Forum Moderators: coopster

Message Too Old, No Replies

Could use help validating form input with PHP

         

craighaggart

3:16 am on Nov 24, 2009 (gmt 0)

10+ Year Member



Please be gentle -- I'm still a newbie! I created a small web site for our volunteer organization, and included a way for people to contact us via HTML form. I wrote a simple PHP script to assemble the name, e-mail address, and text comments into an e-mail message, strip out any HTML, and send it to our contact person. However, she recently told me that she has received a couple of "garbled messages." Her description leads me to think that it was perhaps some sort of spam attempt using Java or something like that.

I have done a bunch of web searches and a bunch of reading about security using PHP, but it's all pretty confusing to a newbie like me. Is there a better, straightforward way to avoid being spammed than using strip_tags? There is no need to allow any HTML or Java in our form, since it's only supposed to be a name, an e-mail address, and text comments (numbers must be allowed in case someone includes a phone number).

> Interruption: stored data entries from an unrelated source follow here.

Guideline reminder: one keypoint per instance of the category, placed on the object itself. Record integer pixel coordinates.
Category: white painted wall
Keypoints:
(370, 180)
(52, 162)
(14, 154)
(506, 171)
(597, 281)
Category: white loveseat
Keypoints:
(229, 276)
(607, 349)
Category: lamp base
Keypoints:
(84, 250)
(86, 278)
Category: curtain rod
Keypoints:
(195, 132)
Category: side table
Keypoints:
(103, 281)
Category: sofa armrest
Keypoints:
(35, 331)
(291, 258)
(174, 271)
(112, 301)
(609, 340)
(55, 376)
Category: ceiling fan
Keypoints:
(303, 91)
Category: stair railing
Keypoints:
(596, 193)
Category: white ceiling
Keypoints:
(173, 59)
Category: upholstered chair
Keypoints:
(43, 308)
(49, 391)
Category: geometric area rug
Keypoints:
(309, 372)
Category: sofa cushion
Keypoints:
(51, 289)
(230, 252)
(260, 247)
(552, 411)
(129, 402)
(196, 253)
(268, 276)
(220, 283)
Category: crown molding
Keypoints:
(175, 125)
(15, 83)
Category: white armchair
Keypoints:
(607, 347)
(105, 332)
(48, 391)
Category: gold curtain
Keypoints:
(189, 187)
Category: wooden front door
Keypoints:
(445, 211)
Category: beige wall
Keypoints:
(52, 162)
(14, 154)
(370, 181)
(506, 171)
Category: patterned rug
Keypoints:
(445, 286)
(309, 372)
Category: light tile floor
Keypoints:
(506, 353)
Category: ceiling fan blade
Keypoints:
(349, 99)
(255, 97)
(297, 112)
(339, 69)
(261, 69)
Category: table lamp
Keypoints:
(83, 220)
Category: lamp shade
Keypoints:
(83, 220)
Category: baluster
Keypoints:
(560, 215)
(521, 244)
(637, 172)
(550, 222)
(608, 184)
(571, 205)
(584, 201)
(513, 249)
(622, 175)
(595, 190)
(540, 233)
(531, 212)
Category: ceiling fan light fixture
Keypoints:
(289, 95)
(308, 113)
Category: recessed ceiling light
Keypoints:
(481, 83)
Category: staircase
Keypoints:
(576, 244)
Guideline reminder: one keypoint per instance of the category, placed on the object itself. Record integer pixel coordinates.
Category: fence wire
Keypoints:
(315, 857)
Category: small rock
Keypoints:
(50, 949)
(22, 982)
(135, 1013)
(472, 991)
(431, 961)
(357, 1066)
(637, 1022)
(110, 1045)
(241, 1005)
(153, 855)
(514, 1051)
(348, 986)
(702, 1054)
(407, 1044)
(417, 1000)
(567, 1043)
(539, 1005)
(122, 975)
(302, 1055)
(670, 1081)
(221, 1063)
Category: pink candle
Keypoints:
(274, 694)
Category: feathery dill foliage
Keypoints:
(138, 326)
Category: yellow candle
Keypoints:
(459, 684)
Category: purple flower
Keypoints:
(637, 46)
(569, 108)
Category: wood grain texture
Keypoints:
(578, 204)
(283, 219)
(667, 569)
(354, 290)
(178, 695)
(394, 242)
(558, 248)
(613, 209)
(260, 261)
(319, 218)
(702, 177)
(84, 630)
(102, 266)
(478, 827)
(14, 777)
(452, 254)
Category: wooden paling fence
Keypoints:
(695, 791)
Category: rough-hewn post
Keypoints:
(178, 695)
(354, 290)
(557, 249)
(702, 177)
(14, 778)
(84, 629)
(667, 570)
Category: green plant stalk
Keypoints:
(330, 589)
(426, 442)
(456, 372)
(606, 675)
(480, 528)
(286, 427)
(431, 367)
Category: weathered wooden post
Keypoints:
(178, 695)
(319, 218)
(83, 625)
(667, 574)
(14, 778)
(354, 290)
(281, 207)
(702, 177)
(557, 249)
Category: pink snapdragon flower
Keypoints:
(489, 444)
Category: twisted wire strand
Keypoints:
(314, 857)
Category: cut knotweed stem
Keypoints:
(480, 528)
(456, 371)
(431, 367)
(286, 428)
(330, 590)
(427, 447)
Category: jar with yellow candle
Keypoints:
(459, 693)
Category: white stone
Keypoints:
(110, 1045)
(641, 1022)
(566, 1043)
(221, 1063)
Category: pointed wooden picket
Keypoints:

Included below are the relevant portion of my XHTML code (with CSS selectors and formatting tags removed for brevity) and my little PHP script. I replaced our actual domain info with "ourdomain.org" in case the stupid spammers scour sites like this, too.

-Craig

-------- contactpage.html --------

<form action="contactscript.php" method="POST">
<table>
<tr>
<td>Name: </td>
<td> <input type=text name="name" size=30 /></td>
</tr>
<tr>
<td>Email:</td>
<td> <input type=text name="email" size=30 /></td>
</tr>
</table>
<textarea name="comments" cols=35 rows=5></textarea>
<input type=submit value="Send Message" />
</form>

-------- contactscript.php --------

<?php
$to = "contact@example.com";
$subject = "Submission from web site 'Contact Us' page";
$name = $_POST['name'];
$email = $_POST['email'];
$comments = $_POST['comments'];
$strippedname = strip_tags($name);
$strippedemail = strip_tags($email);
$strippedcomments = strip_tags($comments);
$message = "This message was sent automatically from the web site's \n" .
"'Contact Us' page. The sender provided the following info: \n" .
"\n" .
"Name: $strippedname\n" .
"E-mail address: $strippedemail\n" .
"\n" .
"Comments: $strippedcomments\n" .
"\n";
header( "Location: http://example.com/contactsubmitted.html" );
mail($to,$subject,$message);
?>

[edited by: dreamcatcher at 7:41 am (utc) on Nov. 24, 2009]
[edit reason] use example.com. Thanks. [/edit]

TheMadScientist

5:15 am on Nov 24, 2009 (gmt 0)

WebmasterWorld Senior Member 10+ Year Member Top Contributors Of The Month



There are is a security addition I would make that will not help with spam, but will make things more secure, which is addslashes().

The 'spam decreasing' measure I would take is:

Add another field to your form called 'verify' or something like that where you have the person verify they are really a person, then output an error if they miss the question and not submit the form.

The 'verify' word(s) can be anything a person can read or see on the page, but a bot can't.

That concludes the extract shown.